I dati economici degli ultimi giorni sono impressionanti in positivo: appena liberati, pur ancora parzialmente, dai blocchi, gli italiani sono usciti “come razzi” all’aperto, hanno frequentato in massa servizi di ristorazione e ricominciato a comprare nei negozi. Colpiscono ben 300mila visite negli agriturismi nello scorso fine settimana. Restano settori e aziende a ripresa più lenta, mezzo milione di disoccupati (in realtà quasi un milione) per causa pandemica, ma le proiezioni a partire dai dati citati rendono probabile un rimbalzo dell’economia superiore al previsto.

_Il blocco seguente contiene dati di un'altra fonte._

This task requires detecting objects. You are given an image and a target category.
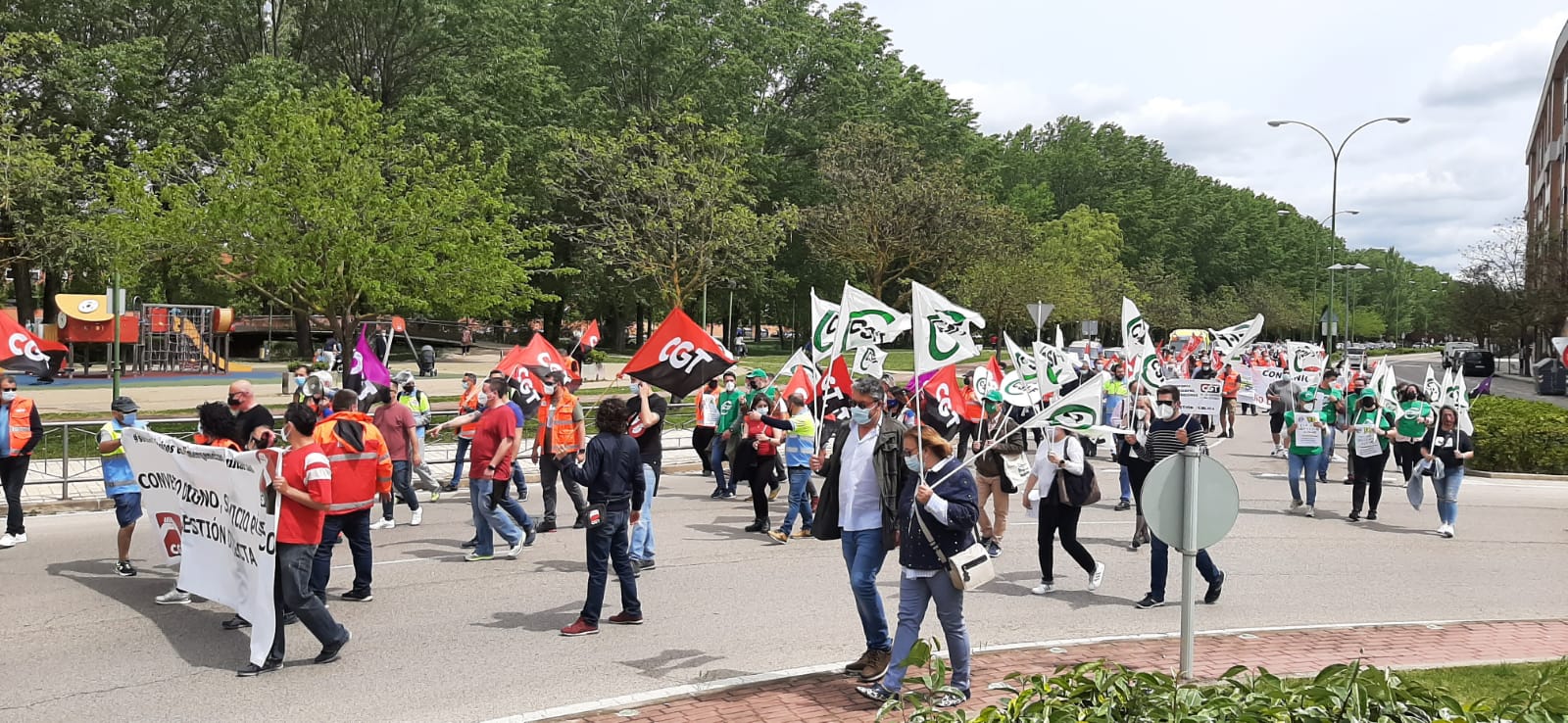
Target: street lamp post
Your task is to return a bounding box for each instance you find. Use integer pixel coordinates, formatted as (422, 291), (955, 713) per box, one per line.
(1268, 116), (1409, 352)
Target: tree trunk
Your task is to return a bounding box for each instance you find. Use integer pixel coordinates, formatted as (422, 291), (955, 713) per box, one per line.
(292, 309), (314, 360)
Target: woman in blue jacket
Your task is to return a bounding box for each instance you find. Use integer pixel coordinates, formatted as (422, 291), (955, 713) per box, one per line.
(857, 426), (980, 707)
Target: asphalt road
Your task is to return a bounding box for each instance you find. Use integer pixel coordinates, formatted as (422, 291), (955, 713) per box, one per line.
(0, 408), (1568, 721)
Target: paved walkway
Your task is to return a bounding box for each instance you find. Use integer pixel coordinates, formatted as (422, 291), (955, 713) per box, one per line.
(529, 619), (1568, 723)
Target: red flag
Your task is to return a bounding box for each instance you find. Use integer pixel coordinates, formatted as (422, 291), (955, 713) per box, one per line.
(578, 318), (599, 348)
(0, 313), (66, 376)
(817, 355), (853, 418)
(621, 309), (735, 397)
(920, 363), (964, 430)
(779, 367), (817, 405)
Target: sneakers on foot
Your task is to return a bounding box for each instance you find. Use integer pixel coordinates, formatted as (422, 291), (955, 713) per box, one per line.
(1202, 569), (1225, 605)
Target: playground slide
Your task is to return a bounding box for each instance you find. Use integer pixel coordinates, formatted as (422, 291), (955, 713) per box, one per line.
(170, 315), (251, 371)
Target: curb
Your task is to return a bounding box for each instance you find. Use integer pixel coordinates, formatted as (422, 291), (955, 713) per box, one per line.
(484, 618), (1557, 723)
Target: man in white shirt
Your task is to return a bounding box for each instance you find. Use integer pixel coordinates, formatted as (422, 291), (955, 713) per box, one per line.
(810, 376), (917, 682)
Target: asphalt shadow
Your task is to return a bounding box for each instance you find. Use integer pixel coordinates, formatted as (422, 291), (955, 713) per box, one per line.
(45, 560), (251, 670)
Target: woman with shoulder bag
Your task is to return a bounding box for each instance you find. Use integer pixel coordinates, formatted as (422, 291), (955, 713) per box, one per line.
(857, 426), (991, 707)
(1024, 426), (1105, 595)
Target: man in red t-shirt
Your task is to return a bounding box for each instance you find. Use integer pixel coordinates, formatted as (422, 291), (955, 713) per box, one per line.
(238, 402), (350, 678)
(465, 376), (522, 563)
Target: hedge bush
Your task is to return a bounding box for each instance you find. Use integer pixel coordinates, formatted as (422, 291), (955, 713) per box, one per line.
(876, 643), (1568, 723)
(1471, 395), (1568, 475)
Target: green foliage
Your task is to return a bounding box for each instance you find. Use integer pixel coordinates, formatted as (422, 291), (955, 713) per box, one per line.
(1471, 395), (1568, 475)
(876, 642), (1568, 723)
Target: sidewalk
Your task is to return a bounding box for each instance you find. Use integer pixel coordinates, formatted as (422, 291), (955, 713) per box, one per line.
(526, 619), (1568, 723)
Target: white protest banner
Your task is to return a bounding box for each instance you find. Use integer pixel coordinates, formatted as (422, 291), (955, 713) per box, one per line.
(1165, 379), (1223, 415)
(121, 428), (277, 665)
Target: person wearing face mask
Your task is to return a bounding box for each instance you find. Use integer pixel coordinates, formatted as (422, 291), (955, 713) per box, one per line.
(1024, 426), (1105, 595)
(1132, 384), (1225, 610)
(709, 371), (743, 499)
(1348, 392), (1394, 522)
(729, 394), (784, 532)
(0, 375), (44, 548)
(855, 426), (980, 707)
(528, 371), (588, 532)
(1394, 384), (1437, 480)
(99, 397), (147, 577)
(810, 376), (919, 682)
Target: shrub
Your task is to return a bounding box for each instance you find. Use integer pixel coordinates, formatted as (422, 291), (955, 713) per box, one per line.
(1471, 395), (1568, 475)
(876, 642), (1568, 723)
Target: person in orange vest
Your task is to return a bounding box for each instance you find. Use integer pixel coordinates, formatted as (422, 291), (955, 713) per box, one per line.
(0, 375), (44, 548)
(441, 371), (480, 493)
(311, 389), (392, 602)
(528, 370), (588, 532)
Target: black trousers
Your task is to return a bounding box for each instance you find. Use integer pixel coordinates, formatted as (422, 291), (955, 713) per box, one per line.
(1350, 449), (1388, 512)
(0, 457), (31, 535)
(1038, 499), (1095, 582)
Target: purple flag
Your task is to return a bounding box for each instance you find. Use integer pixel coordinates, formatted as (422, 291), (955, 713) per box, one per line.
(343, 328), (392, 391)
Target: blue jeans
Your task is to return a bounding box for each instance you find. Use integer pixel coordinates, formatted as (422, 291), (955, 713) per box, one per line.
(582, 509), (643, 626)
(883, 571), (969, 694)
(311, 506), (371, 600)
(779, 467), (812, 536)
(447, 438), (473, 489)
(1286, 454), (1323, 505)
(839, 528), (892, 651)
(632, 462), (659, 563)
(468, 478), (522, 555)
(1150, 533), (1220, 601)
(1317, 425), (1339, 481)
(708, 436), (735, 493)
(1432, 467), (1464, 525)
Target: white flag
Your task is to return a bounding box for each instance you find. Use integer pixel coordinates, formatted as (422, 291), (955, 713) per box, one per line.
(1022, 371), (1110, 431)
(810, 289), (839, 357)
(1209, 313), (1264, 358)
(850, 347), (888, 379)
(837, 281), (909, 353)
(909, 281), (985, 373)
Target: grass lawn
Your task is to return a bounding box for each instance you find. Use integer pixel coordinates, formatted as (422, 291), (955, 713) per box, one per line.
(1398, 660), (1568, 705)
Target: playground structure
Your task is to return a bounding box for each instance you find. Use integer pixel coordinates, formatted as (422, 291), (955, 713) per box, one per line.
(44, 293), (251, 376)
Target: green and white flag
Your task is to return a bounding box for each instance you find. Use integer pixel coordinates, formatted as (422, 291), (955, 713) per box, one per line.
(1022, 371), (1110, 431)
(909, 281), (985, 371)
(837, 281), (909, 355)
(810, 289), (839, 363)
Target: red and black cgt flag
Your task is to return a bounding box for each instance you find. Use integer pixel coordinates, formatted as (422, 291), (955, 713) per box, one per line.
(0, 313), (66, 376)
(621, 309), (735, 399)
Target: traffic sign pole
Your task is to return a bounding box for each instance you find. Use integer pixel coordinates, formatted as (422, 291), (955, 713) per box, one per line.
(1181, 447), (1201, 681)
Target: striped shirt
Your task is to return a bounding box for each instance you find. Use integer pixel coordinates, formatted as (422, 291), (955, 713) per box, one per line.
(1143, 414), (1209, 462)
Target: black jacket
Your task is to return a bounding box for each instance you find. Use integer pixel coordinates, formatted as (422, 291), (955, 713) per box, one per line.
(810, 410), (917, 551)
(899, 458), (980, 569)
(560, 431), (648, 509)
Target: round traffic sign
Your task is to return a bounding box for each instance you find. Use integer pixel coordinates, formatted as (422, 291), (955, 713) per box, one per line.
(1143, 455), (1242, 553)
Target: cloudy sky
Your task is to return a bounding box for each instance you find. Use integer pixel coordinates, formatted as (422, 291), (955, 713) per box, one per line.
(862, 0), (1568, 271)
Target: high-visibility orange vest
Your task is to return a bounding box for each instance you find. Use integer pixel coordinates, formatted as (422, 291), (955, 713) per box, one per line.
(458, 384), (480, 439)
(312, 412), (392, 514)
(533, 389), (583, 454)
(10, 397), (33, 457)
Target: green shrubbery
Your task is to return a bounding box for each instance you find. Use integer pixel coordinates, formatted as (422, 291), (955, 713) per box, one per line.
(1471, 395), (1568, 475)
(878, 643), (1568, 723)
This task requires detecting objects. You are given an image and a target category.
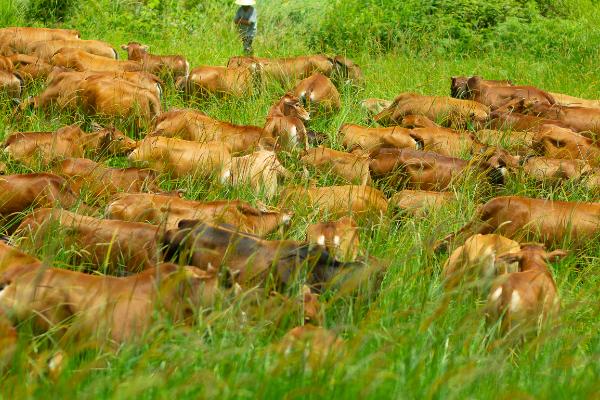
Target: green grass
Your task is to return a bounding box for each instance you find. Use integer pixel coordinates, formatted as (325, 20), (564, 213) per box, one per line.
(0, 2), (600, 399)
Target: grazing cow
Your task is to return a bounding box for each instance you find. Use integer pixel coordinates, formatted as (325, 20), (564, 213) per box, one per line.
(4, 125), (136, 165)
(281, 185), (388, 217)
(306, 216), (360, 261)
(292, 73), (341, 112)
(486, 244), (567, 334)
(373, 93), (489, 127)
(29, 39), (119, 61)
(0, 27), (79, 56)
(370, 148), (506, 190)
(265, 93), (310, 149)
(531, 126), (600, 165)
(106, 193), (292, 236)
(390, 189), (456, 216)
(228, 150), (292, 199)
(525, 102), (600, 137)
(0, 264), (233, 346)
(50, 48), (142, 72)
(436, 196), (600, 249)
(15, 208), (163, 272)
(121, 42), (190, 79)
(300, 147), (371, 185)
(467, 76), (555, 110)
(442, 234), (521, 289)
(523, 157), (592, 182)
(450, 76), (513, 99)
(150, 109), (269, 153)
(163, 220), (357, 288)
(54, 158), (160, 200)
(227, 55), (342, 86)
(176, 66), (256, 97)
(339, 124), (423, 152)
(0, 173), (77, 218)
(129, 136), (231, 182)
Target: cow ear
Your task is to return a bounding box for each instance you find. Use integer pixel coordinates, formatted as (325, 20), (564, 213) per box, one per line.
(546, 249), (569, 262)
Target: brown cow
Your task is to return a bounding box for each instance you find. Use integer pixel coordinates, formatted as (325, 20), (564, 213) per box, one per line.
(150, 109), (269, 153)
(306, 216), (360, 261)
(467, 76), (555, 110)
(176, 66), (256, 97)
(15, 208), (163, 272)
(265, 93), (310, 149)
(370, 148), (506, 190)
(0, 264), (233, 345)
(373, 93), (489, 127)
(292, 73), (341, 112)
(300, 147), (371, 185)
(486, 244), (567, 334)
(29, 39), (119, 61)
(339, 124), (423, 152)
(129, 136), (231, 182)
(442, 234), (521, 290)
(390, 189), (456, 216)
(436, 196), (600, 249)
(0, 27), (79, 55)
(281, 185), (388, 217)
(225, 150), (292, 199)
(4, 125), (136, 165)
(121, 42), (190, 79)
(54, 158), (160, 201)
(106, 193), (292, 236)
(50, 48), (142, 72)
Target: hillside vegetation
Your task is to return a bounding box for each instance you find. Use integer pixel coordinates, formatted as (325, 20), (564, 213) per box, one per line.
(0, 0), (600, 399)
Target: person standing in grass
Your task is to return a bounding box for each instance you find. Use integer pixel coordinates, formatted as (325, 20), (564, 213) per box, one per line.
(233, 0), (256, 56)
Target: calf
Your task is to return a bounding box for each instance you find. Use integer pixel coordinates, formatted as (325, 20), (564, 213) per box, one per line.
(292, 73), (341, 112)
(15, 208), (162, 272)
(300, 147), (371, 185)
(4, 125), (135, 165)
(306, 216), (360, 261)
(50, 48), (142, 72)
(176, 66), (255, 97)
(226, 150), (292, 199)
(163, 220), (356, 288)
(106, 193), (292, 236)
(54, 158), (160, 201)
(442, 234), (521, 289)
(281, 185), (388, 217)
(0, 264), (231, 345)
(129, 136), (231, 182)
(370, 149), (506, 190)
(390, 189), (456, 216)
(373, 93), (489, 127)
(121, 42), (190, 79)
(436, 196), (600, 249)
(151, 109), (269, 153)
(486, 244), (567, 334)
(339, 124), (423, 152)
(265, 93), (310, 149)
(29, 39), (119, 61)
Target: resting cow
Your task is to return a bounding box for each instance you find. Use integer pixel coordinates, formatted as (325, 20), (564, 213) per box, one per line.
(4, 125), (136, 165)
(437, 196), (600, 249)
(54, 158), (160, 201)
(106, 193), (292, 236)
(0, 264), (232, 345)
(129, 136), (231, 182)
(15, 208), (163, 272)
(121, 42), (190, 79)
(164, 220), (356, 288)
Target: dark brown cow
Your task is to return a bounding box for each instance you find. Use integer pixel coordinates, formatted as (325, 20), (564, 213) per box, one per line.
(121, 42), (190, 79)
(106, 193), (292, 236)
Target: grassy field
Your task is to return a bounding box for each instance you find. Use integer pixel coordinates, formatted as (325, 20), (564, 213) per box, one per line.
(0, 1), (600, 399)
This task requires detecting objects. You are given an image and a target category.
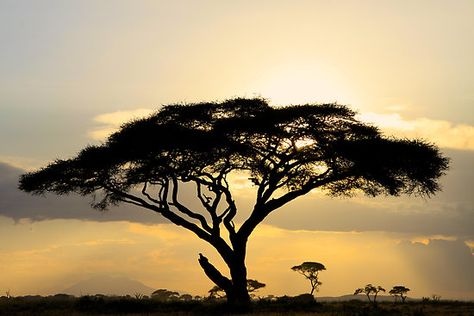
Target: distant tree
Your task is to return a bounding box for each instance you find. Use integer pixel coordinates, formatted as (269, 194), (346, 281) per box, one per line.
(389, 285), (410, 303)
(354, 283), (385, 304)
(19, 98), (448, 303)
(179, 294), (193, 302)
(151, 289), (179, 302)
(291, 262), (326, 295)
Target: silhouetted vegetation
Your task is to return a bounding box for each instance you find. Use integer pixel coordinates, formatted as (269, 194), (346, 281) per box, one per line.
(354, 283), (385, 304)
(291, 262), (326, 295)
(0, 294), (474, 316)
(208, 279), (266, 299)
(388, 285), (410, 303)
(19, 98), (448, 304)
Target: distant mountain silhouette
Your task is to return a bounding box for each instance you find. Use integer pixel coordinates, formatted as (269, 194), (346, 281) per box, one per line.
(63, 275), (155, 296)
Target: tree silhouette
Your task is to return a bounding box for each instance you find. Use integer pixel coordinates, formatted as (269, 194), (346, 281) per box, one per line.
(151, 289), (179, 302)
(291, 262), (326, 295)
(19, 98), (448, 303)
(208, 279), (267, 298)
(354, 283), (385, 304)
(388, 285), (410, 303)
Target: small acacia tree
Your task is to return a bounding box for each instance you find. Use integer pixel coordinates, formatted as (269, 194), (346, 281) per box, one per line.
(291, 262), (326, 295)
(19, 98), (448, 303)
(354, 283), (385, 304)
(388, 285), (410, 303)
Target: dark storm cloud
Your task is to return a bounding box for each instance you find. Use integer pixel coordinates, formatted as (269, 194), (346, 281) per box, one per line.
(0, 162), (163, 223)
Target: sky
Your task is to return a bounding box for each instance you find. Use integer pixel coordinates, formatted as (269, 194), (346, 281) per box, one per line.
(0, 0), (474, 300)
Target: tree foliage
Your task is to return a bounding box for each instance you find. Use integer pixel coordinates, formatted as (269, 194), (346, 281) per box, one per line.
(388, 285), (410, 303)
(19, 98), (448, 301)
(354, 283), (385, 304)
(291, 262), (326, 295)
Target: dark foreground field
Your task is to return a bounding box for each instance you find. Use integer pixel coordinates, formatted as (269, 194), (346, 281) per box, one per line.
(0, 296), (474, 316)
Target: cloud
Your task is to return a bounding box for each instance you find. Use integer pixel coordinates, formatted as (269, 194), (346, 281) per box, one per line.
(399, 239), (474, 299)
(0, 162), (164, 223)
(358, 112), (474, 150)
(88, 108), (155, 140)
(0, 150), (474, 240)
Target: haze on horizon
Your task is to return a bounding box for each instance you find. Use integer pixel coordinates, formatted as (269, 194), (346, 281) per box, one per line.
(0, 0), (474, 299)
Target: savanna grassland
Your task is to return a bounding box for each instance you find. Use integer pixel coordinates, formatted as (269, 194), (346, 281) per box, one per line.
(0, 296), (474, 316)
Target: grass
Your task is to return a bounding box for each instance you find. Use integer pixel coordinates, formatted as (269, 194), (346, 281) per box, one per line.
(0, 296), (474, 316)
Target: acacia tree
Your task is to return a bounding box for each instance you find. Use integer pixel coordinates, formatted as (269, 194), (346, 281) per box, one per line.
(354, 283), (385, 304)
(291, 262), (326, 295)
(19, 98), (448, 303)
(388, 285), (410, 303)
(208, 279), (266, 298)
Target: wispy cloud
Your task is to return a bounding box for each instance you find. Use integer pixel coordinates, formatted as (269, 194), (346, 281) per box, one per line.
(358, 112), (474, 150)
(88, 108), (154, 140)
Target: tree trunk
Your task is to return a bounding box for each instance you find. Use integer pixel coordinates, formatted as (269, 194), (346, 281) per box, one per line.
(198, 253), (250, 306)
(226, 258), (250, 305)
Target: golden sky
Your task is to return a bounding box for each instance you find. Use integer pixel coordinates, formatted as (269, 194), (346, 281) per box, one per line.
(0, 0), (474, 299)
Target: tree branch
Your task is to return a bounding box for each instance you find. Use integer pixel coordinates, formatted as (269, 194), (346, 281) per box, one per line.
(169, 177), (212, 233)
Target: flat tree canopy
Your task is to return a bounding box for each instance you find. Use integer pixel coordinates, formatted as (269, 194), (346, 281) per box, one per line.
(19, 98), (448, 301)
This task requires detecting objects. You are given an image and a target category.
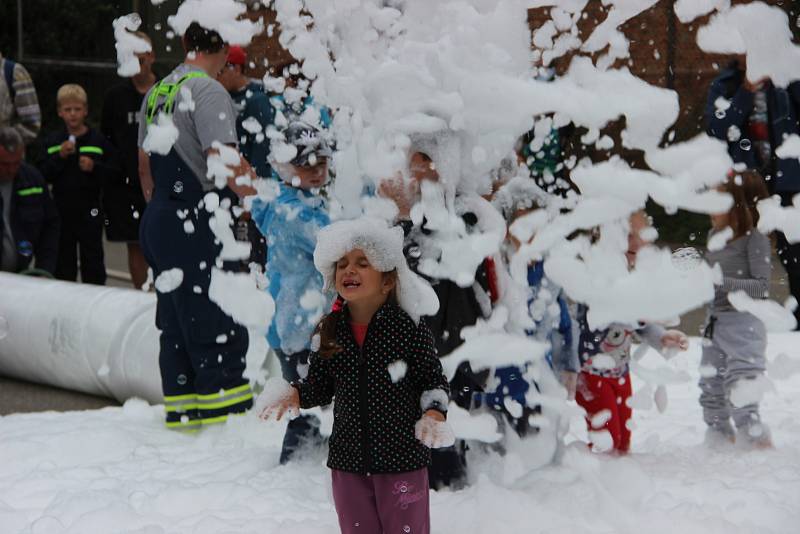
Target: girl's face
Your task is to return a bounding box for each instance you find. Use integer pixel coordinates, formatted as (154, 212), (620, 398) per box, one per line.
(292, 158), (328, 189)
(336, 249), (394, 303)
(408, 152), (439, 182)
(710, 212), (730, 230)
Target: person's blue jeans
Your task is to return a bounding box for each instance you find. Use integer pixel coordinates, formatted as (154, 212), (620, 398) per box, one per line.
(275, 349), (323, 465)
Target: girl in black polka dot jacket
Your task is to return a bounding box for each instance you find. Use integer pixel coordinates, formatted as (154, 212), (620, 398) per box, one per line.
(262, 219), (455, 533)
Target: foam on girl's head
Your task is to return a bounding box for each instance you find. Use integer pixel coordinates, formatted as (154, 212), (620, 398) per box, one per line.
(314, 217), (439, 321)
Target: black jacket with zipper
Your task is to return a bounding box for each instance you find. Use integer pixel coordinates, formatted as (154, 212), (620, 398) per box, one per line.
(0, 162), (59, 274)
(293, 304), (448, 474)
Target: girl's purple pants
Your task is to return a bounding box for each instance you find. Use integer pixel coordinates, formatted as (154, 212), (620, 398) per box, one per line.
(331, 468), (431, 534)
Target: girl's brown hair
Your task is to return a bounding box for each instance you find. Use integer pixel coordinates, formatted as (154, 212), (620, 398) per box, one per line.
(314, 270), (397, 359)
(720, 170), (769, 238)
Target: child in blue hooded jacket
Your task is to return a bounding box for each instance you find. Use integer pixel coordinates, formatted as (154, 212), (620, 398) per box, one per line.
(252, 121), (331, 464)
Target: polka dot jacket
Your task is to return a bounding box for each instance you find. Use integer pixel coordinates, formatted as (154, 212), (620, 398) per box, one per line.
(293, 304), (448, 474)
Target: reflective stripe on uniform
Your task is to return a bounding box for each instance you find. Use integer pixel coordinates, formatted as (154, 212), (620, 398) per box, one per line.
(17, 187), (44, 197)
(145, 71), (208, 126)
(164, 393), (197, 412)
(47, 145), (105, 156)
(167, 417), (202, 432)
(199, 412), (246, 426)
(196, 384), (253, 410)
(78, 146), (104, 156)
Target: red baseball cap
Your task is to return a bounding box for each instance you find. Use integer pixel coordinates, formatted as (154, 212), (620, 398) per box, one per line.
(228, 46), (247, 65)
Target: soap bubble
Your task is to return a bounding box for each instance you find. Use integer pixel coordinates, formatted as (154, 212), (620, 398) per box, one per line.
(672, 247), (703, 271)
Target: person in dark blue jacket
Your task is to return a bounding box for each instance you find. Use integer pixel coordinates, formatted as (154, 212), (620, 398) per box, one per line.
(40, 84), (119, 285)
(0, 126), (59, 276)
(217, 46), (275, 178)
(705, 60), (800, 324)
(217, 46), (275, 271)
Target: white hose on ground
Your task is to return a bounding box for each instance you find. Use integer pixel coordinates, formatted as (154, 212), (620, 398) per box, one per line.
(0, 273), (163, 403)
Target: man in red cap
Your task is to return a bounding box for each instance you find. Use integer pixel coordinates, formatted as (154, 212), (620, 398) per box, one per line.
(217, 46), (275, 178)
(217, 46), (275, 270)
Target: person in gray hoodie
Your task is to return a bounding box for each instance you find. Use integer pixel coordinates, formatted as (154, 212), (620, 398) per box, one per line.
(700, 171), (772, 448)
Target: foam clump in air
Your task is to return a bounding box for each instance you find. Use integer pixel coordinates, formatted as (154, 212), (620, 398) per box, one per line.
(314, 217), (439, 321)
(112, 13), (153, 78)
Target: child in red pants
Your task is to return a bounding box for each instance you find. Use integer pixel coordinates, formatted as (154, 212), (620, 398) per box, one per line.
(575, 211), (689, 453)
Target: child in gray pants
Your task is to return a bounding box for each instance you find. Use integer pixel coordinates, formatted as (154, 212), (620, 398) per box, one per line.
(700, 171), (772, 448)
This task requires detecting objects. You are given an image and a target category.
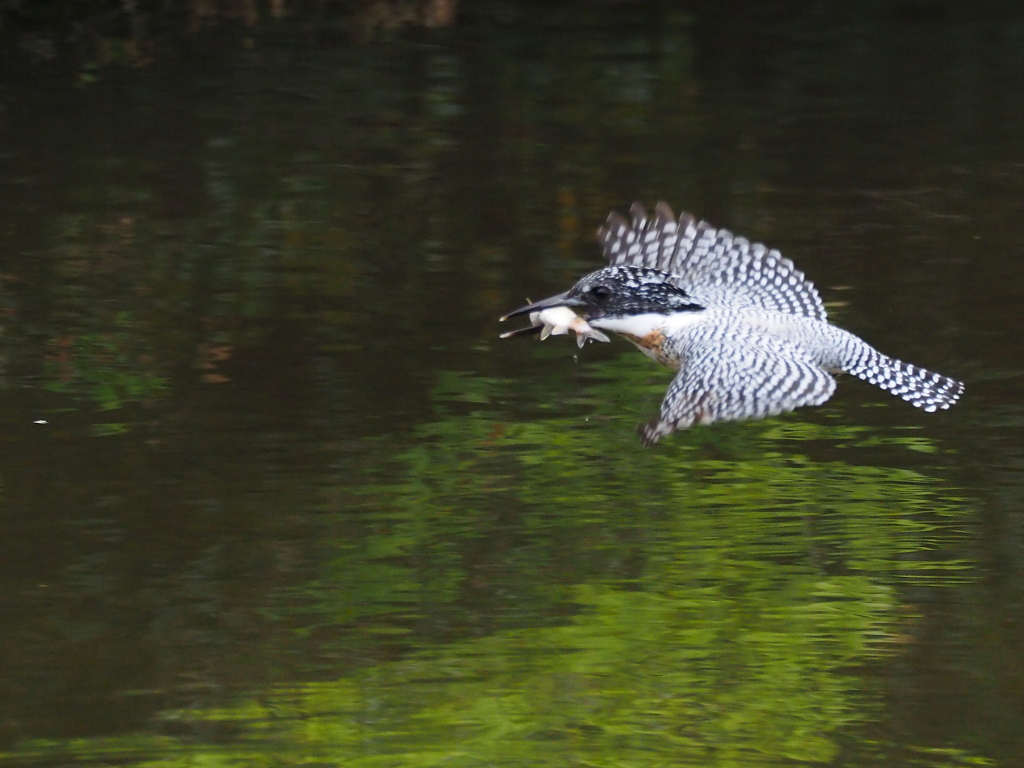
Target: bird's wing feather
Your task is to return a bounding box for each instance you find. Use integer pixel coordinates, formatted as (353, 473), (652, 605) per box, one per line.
(641, 327), (836, 445)
(597, 203), (825, 319)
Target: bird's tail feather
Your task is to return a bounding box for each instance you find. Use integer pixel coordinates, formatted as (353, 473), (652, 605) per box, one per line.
(845, 349), (964, 413)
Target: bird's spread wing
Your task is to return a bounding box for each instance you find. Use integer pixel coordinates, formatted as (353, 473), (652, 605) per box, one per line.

Infatti, parecchi centri studi, tra cui quello a elevata credibilità di Confindustria, stanno rivedendo o confermando le stime di crescita 2021 in rialzo. In queste, correttamente, il contributo dei soldi europei alla crescita è poca nel 2021 (0,4%, se l’acconto arrivasse a fine luglio) e non decisivo dal 2022 al 2026. Ciò non significa che tali denari siano irrilevanti, ma essendo per lo più dedicati a investimenti con denaro pubblico via debito eurogarantito (che bisognerà ripagare) in infrastrutture e programmi di modernizzazione, i loro effetti sulla crescita saranno differiti nel tempo. Pertanto la politica dovrebbe mettere in priorità misure stimolative del mercato privato affinché questo produca una crescita rapidissima, forte e diffusa.
Come? I dati basici mostrano che ci sono 1.700 miliardi di risparmio privato fermi nei conti bancari, migliaia di aziende italiane competitive e tra queste circa 1.500 pronte per la quotazione in Borsa. Ma anche mostrano che il 70% degli investimenti privati va all’estero e che le aziende sono reticenti a quotarsi, a fondersi per ingrandirsi o ad aprire il capitale a investitori. Aspetti culturali a parte, è evidente che la vera priorità in Italia è incentivare l’incrocio tra risparmio e le imprese che lo moltiplicano, rimuovendo le barriere, e non solo usare bene i soldi europei.